In the Spring of 2008, Dean was voted on to the LSU All-Decade Team for the 1950s in an online vote by fans at the school's official website. The next year, he was voted onto the LSU All-Century Team.[5] Other members include former teammate Bob Pettit, Pete Maravich, Shaquille O'Neal and Chris Jackson.

Broadcasting career[edit]

Dean is most famous for his work as a color analyst for Southeastern Conference basketball games, which he covered for 20 years. He coined the phrase "String Music" and is also known for other phrases such as, "Stufferino in Lexington, KY" and "tickling the twine." During his run, he worked with NBC, TBS, ESPN, TVS, Lorimar and Jefferson Pilot.[6]

As athletic director at LSU[edit]

Dean gave up announcing in April 1987, when he took over the athletic director post at his alma mater, LSU. He served from April 1987 through the end of the 2000 calendar year, with the LSU's 2000 Peach Bowl victory over Georgia Tech being his last official event as athletic director. During his tenure, Dean oversaw arguably the greatest athletic era in school history. The LSU baseball team won five national championships (1991, 1993, 1996, 1997, 2000) while the men's and women's track teams accounted for 22 national championships combined, including a record 11-consecutive NCAA Outdoor Track and Field championships by the women's team. At the time of his retirement, the 27 national championships under Dean's guidance were an SEC record.

The LSU football team won one SEC Championship (1988), two SEC Western Division Championships (1996, 1997) and four bowl victories (1995, 1996, 1997, 2000) in his 14 years.

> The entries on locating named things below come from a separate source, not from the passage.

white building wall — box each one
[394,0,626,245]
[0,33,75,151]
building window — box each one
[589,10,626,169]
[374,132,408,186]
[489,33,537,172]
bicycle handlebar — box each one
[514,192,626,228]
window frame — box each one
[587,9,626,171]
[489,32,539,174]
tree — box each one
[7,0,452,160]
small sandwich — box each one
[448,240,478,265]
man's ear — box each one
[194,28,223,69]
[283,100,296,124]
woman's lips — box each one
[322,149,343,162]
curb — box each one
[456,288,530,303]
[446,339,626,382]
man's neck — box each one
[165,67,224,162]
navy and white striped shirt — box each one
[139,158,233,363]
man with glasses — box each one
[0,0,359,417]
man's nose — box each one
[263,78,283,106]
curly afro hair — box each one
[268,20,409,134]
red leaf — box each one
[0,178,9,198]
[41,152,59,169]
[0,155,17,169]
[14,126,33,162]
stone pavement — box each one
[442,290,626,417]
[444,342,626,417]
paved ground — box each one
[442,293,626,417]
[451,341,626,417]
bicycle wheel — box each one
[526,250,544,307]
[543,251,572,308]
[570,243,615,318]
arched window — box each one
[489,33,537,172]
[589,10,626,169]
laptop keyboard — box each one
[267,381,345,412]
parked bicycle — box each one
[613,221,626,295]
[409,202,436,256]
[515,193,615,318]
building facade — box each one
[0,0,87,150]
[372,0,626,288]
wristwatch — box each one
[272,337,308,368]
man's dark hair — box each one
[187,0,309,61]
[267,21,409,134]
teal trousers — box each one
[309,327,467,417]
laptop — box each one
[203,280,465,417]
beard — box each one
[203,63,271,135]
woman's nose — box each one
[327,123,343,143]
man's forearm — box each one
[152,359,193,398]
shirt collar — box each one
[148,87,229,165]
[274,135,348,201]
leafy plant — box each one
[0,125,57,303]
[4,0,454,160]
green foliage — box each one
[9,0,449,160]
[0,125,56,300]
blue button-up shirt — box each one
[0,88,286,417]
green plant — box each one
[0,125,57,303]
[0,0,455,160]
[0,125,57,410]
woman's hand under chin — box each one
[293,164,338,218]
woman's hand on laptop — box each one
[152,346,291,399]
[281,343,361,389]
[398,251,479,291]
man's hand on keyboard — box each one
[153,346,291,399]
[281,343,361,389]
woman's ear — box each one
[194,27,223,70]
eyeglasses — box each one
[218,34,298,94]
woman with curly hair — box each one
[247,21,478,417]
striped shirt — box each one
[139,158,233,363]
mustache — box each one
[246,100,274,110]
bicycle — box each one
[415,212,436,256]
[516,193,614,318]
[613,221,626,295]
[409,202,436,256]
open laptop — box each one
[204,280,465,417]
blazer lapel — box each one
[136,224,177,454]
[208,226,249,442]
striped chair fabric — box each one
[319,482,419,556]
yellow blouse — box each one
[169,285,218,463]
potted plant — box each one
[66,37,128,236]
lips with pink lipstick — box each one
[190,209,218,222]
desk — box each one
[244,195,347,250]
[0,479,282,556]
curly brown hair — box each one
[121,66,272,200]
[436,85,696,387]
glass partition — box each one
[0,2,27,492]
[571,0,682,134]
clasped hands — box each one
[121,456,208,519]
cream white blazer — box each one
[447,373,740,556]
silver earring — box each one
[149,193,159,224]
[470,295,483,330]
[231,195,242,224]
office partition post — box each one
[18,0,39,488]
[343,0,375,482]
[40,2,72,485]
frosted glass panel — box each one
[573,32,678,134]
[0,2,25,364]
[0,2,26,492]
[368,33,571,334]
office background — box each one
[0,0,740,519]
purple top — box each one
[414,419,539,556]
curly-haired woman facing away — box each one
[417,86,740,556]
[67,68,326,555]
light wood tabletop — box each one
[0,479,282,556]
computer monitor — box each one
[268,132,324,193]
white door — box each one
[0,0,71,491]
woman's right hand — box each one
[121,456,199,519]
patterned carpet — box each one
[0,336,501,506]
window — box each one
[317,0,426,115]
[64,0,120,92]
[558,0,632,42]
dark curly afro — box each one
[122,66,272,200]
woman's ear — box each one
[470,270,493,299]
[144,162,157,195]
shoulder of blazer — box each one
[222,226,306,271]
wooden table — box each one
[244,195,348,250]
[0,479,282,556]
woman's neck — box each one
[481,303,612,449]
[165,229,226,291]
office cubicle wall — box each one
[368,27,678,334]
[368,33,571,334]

Among Dean's final major decisions at the helm of the athletic department was along with LSU Chancellor Mark Emmert to hire Nick Saban as football coach.

Saban led LSU to SEC Championships in 2001 and 2003 as well as the school's first national championship in 45 years in 2003. Brady guided LSU to the 2000 SEC Championship and 2006 Final Four before being fired during the 2008 season. After Dean's 14 years, he was succeeded in 2001 by former baseball coach Skip Bertman.

Awards and honors[edit]

In the Summer of 2007, Dean was named the 18th most influential person in the history of the SEC by the Birmingham News.[7] He was also chosen as one of the top voices[8] in the history of the conference, placing seventh according to the Birmingham News. The lists were created in honor of the league's 75th Anniversary.

Dean is a member of the National Collegiate Basketball Hall of Fame, the Indiana Basketball Hall of Fame,[9] the NABC Hall of Fame, the Louisiana Hall of Fame and the LSU Hall of Fame.

Dixie Basketball Camp[edit]

In 1966, Dean began a basketball camp just outside Baton Rouge, La., at Lake Side Oaks. Later, in 1974, he moved the camp to Southwest Mississippi Community College in Summit, Miss., where the camp has been held each July ever since. It is believed to be the longest running basketball camp in the United States. The camp will be in its 52nd year in 2017 with Joe Dean, Jr., serving as the camp director. Camp motto: "Love it when it's hot! Hate it when it's not!"

Personal life[edit]

Dean married the former Doris Kernan Hall of Marksville, La., in 1952 and the two were together for 50 years before she died. They were parents to three children, Joe Jr., Mardi and Mark. Joe Dean, Jr., is the former athletic director at Division III Birmingham-Southern College in Birmingham, Alabama, and played college basketball at Mississippi State. Mark played college basketball at UL-Monroe (then Northeast Louisiana).

Death[edit]

On November 17, 2013, Dean died from complications of a heart-related illness in his Baton Rouge residence.[10] He was 83.